Dem stimmte Lanz zu und ergänzte, dass Europa künftig nur "sechs Prozent der Weltbevölkerung stellen" werde. "Wollen die Türken überhaupt in die EU?", wollte der ZDF-Moderator wissen. Carolina Drüten konnte darauf keine klare Antwort geben, machte aber deutlich, dass Erdoğan "mit den Russen" klarkomme, aber auch "mit den Chinesen, mit den Europäern, mit den Amerikanern." Drüten weiter: "Das ist die Position, die er hat. Seine Anhänger finden das auch gut." Dennoch warnte die Korrespondentin vor einer kategorischen Ablehnung eines türkischen EU-Beitritts, die Erdoğan in die Karten spielen und die Türkei "noch weiter entfernen" würde. Herbert Diess mahnte deshalb abschliessend: "Als Europa werden wir nur überzeugen, wenn wir die bessere Gesellschaft sind (...), wenn wir technologisch vorne sind, (...) aber auch wirtschaftlich intakt sind."

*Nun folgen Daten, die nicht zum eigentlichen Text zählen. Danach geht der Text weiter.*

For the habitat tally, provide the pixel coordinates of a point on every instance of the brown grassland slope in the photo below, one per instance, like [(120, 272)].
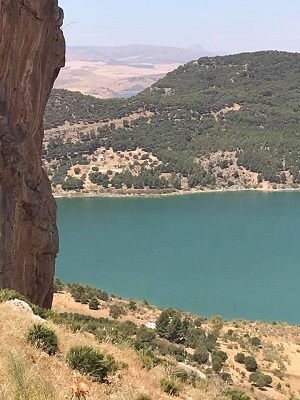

So hat sich Markus Lanz geschlagen

Markus Lanz gelang es am Dienstagabend, jeden seiner Gäste ausführlich zu Wort kommen zu lassen. Vor allem, als es um einen möglichen EU-Beitritt der Türkei ging, hakte der ZDF-Moderator mehrmals interessiert nach und entlockte so unter anderem dem Ex-VW-Vorstand Herbert Diess sowie CSU-Politiker Manfred Weber die eine oder andere überraschende Aussage.

Das ist das Fazit bei "Markus Lanz"

Der Wahlsieg des türkischen Präsidenten Recep Tayyip Erdoğan hinterliess bei türkischen Oppositionellen Frust, auch in Deutschland wird fragt, woran es lag, dass der Amtsinhaber sich durchsetzen konnte.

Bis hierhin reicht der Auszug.